Department of Electrical Engineering and Computer Science, University of Central Florida, Orlando, USA.
IEEE Trans Pattern Anal Mach Intell. 2013 Jul;35(7):1635-48. doi: 10.1109/TPAMI.2012.253.
This paper proposes a novel representation of articulated human actions and gestures and facial expressions. The main goals of the proposed approach are: 1) to enable recognition using very few examples, i.e., one or k-shot learning, and 2) meaningful organization of unlabeled datasets by unsupervised clustering. Our proposed representation is obtained by automatically discovering high-level subactions or motion primitives, by hierarchical clustering of observed optical flow in four-dimensional, spatial, and motion flow space. The completely unsupervised proposed method, in contrast to state-of-the-art representations like bag of video words, provides a meaningful representation conducive to visual interpretation and textual labeling. Each primitive action depicts an atomic subaction, like directional motion of limb or torso, and is represented by a mixture of four-dimensional Gaussian distributions. For one--shot and k-shot learning, the sequence of primitive labels discovered in a test video are labeled using KL divergence, and can then be represented as a string and matched against similar strings of training videos. The same sequence can also be collapsed into a histogram of primitives or be used to learn a Hidden Markov model to represent classes. We have performed extensive experiments on recognition by one and k-shot learning as well as unsupervised action clustering on six human actions and gesture datasets, a composite dataset, and a database of facial expressions. These experiments confirm the validity and discriminative nature of the proposed representation.
本文提出了一种新的人体关节动作、手势和面部表情表示方法。该方法的主要目标是:1)通过少量示例(即一次或 k-shot 学习)实现识别,以及 2)通过无监督聚类对未标记数据集进行有意义的组织。
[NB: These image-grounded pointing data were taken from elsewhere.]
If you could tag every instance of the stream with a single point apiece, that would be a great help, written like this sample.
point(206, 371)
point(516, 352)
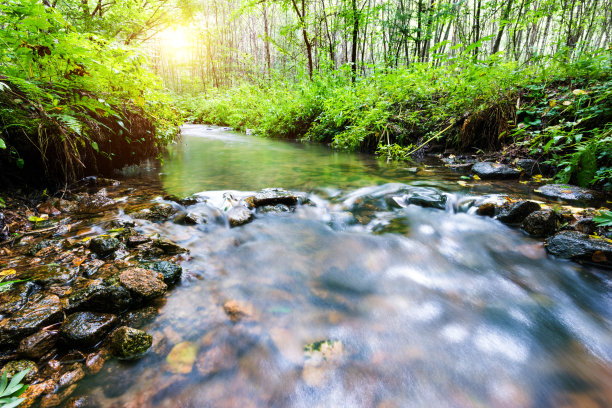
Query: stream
point(358, 298)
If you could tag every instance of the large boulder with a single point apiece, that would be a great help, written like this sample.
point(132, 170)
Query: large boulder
point(494, 171)
point(129, 343)
point(34, 316)
point(518, 211)
point(86, 328)
point(570, 194)
point(143, 284)
point(578, 246)
point(541, 223)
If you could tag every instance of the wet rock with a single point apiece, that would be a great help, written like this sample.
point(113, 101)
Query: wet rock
point(142, 283)
point(518, 211)
point(14, 367)
point(128, 343)
point(15, 296)
point(570, 194)
point(94, 362)
point(486, 210)
point(239, 215)
point(140, 317)
point(532, 167)
point(585, 225)
point(158, 212)
point(541, 223)
point(491, 171)
point(47, 275)
point(37, 344)
point(72, 376)
point(181, 358)
point(172, 272)
point(216, 359)
point(238, 310)
point(274, 209)
point(578, 246)
point(34, 316)
point(49, 209)
point(136, 239)
point(86, 328)
point(169, 247)
point(272, 196)
point(104, 246)
point(96, 203)
point(189, 218)
point(106, 296)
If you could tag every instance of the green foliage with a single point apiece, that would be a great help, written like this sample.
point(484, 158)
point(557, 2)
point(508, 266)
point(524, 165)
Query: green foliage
point(604, 219)
point(10, 392)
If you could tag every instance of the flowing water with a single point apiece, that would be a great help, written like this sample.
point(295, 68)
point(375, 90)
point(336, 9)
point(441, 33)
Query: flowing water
point(357, 298)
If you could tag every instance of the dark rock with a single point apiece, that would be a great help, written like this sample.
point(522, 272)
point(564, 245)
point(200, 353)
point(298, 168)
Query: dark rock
point(273, 209)
point(171, 271)
point(541, 223)
point(96, 203)
point(168, 247)
point(75, 374)
point(239, 215)
point(14, 367)
point(47, 275)
point(486, 209)
point(518, 211)
point(578, 246)
point(490, 171)
point(585, 225)
point(158, 212)
point(140, 317)
point(86, 328)
point(34, 316)
point(273, 196)
point(144, 284)
point(532, 167)
point(36, 345)
point(128, 343)
point(104, 246)
point(189, 218)
point(105, 296)
point(15, 296)
point(570, 194)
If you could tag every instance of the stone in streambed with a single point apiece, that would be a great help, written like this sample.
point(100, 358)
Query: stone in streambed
point(171, 271)
point(104, 246)
point(86, 328)
point(106, 296)
point(239, 215)
point(37, 344)
point(128, 343)
point(541, 223)
point(142, 283)
point(518, 211)
point(494, 171)
point(578, 246)
point(570, 194)
point(14, 367)
point(34, 316)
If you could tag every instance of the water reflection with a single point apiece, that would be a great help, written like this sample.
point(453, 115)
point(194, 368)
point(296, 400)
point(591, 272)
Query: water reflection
point(439, 308)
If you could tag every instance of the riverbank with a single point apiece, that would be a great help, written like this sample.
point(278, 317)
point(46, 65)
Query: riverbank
point(88, 263)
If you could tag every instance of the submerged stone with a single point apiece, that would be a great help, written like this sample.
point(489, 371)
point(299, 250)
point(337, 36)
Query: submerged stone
point(86, 328)
point(490, 171)
point(569, 193)
point(239, 215)
point(578, 246)
point(129, 343)
point(518, 211)
point(34, 316)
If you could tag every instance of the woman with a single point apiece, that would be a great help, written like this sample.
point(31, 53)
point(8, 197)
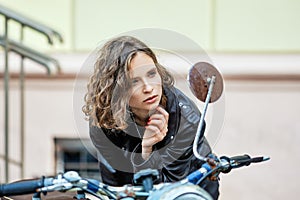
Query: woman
point(138, 119)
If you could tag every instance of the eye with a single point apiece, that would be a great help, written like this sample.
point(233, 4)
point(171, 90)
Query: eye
point(134, 81)
point(152, 73)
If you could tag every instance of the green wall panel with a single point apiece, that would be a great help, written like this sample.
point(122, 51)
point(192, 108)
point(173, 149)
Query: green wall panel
point(257, 25)
point(56, 14)
point(96, 20)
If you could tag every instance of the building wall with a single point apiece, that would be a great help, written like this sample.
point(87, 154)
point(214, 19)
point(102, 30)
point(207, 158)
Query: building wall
point(256, 39)
point(216, 25)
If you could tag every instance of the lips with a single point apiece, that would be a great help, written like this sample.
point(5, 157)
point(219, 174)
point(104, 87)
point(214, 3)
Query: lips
point(151, 99)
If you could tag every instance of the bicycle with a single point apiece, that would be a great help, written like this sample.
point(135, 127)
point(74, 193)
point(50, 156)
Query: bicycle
point(145, 189)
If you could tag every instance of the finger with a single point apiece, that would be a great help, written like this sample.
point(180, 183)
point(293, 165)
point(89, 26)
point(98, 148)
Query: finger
point(159, 123)
point(163, 112)
point(151, 131)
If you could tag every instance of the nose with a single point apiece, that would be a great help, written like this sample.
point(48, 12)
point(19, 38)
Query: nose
point(147, 88)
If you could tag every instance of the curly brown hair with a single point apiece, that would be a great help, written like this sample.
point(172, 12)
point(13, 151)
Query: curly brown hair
point(106, 101)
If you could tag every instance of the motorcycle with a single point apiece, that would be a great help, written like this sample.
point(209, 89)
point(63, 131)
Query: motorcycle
point(207, 85)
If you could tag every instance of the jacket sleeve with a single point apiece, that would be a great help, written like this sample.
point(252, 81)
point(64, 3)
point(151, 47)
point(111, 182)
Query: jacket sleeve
point(115, 168)
point(176, 158)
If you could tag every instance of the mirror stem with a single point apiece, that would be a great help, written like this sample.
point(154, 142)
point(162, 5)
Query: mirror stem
point(211, 82)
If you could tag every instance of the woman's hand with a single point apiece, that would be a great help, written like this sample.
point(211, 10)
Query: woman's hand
point(156, 130)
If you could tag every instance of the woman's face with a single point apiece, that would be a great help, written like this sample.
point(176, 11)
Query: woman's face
point(146, 85)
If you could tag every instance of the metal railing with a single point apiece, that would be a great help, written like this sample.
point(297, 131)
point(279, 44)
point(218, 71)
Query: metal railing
point(24, 53)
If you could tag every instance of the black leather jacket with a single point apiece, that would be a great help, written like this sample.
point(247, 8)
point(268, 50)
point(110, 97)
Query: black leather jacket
point(120, 151)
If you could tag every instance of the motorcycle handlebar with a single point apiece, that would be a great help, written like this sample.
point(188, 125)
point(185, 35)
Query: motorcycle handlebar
point(23, 187)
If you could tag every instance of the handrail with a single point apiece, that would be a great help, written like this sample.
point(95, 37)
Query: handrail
point(25, 21)
point(24, 51)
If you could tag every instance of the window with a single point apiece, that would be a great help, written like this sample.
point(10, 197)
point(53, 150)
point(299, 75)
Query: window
point(76, 154)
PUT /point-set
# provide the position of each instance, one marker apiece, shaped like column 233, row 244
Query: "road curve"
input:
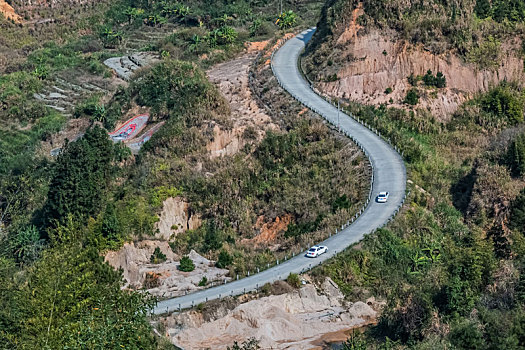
column 389, row 175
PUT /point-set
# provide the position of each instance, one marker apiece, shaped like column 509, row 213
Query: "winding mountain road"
column 388, row 170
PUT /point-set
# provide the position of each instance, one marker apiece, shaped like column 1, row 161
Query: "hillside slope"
column 364, row 53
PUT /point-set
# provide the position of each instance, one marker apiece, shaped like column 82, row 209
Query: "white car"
column 382, row 197
column 316, row 250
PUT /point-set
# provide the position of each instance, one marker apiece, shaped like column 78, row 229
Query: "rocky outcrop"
column 295, row 320
column 375, row 61
column 165, row 279
column 248, row 122
column 133, row 257
column 176, row 217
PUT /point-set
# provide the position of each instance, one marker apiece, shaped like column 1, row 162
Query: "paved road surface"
column 389, row 175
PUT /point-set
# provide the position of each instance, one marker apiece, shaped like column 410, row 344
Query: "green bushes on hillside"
column 81, row 177
column 516, row 155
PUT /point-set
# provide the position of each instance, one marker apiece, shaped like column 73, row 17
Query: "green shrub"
column 157, row 257
column 517, row 217
column 505, row 103
column 186, row 264
column 203, row 282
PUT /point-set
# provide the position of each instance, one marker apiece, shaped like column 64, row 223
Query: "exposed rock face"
column 162, row 280
column 176, row 217
column 294, row 320
column 249, row 123
column 374, row 62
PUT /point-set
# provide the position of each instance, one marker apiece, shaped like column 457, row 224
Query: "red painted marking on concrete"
column 130, row 128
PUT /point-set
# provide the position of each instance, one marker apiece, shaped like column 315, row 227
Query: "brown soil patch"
column 256, row 46
column 271, row 230
column 351, row 32
column 9, row 12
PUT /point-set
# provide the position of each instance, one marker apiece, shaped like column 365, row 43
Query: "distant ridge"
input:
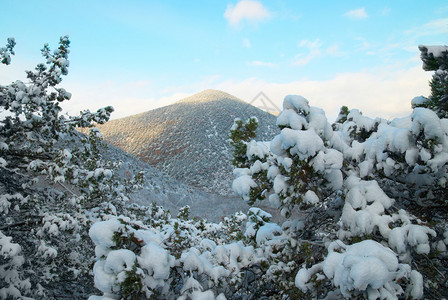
column 188, row 140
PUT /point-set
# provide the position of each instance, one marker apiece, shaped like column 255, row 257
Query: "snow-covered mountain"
column 188, row 140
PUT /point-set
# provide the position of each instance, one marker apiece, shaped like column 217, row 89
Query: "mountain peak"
column 208, row 96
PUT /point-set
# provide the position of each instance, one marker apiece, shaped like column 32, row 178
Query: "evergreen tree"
column 53, row 184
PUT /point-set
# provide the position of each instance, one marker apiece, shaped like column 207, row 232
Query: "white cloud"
column 357, row 14
column 334, row 50
column 257, row 63
column 385, row 11
column 250, row 10
column 246, row 43
column 313, row 52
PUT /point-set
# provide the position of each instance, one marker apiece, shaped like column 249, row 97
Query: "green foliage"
column 438, row 100
column 240, row 135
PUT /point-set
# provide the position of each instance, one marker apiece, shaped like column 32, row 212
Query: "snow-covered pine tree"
column 376, row 200
column 53, row 184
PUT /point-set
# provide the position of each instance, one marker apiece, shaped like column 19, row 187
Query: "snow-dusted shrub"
column 361, row 184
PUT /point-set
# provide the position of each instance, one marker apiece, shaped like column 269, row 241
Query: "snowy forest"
column 364, row 203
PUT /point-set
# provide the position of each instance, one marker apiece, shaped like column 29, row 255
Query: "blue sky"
column 138, row 55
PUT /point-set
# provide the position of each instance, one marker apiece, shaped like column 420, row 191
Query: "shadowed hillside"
column 188, row 139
我们的建议表示法是通过自动发现高级子动作或运动基元,通过对四维度、空间和运动流空间中观察到的光流进行层次聚类来获得的。与像“视频词袋”这样的最新表示方法完全不同,完全无监督的建议方法提供了一种有利于视觉解释和文本标记的有意义表示法。每个基元动作都描绘了一个原子子动作,例如肢体或躯干的定向运动,并用四个维度的高斯混合分布表示。对于一次和 k-shot 学习,在测试视频中发现的基元标签序列使用 KL 散度进行标记,然后可以表示为字符串,并与训练视频的相似字符串进行匹配。同一序列也可以折叠成基元的直方图,或者用于学习隐马尔可夫模型来表示类。我们在六个人体动作和手势数据集、一个组合数据集以及一个面部表情数据库上进行了广泛的一次和 k-shot 学习识别以及无监督动作聚类实验。这些实验证实了所提出的表示法的有效性和区分性。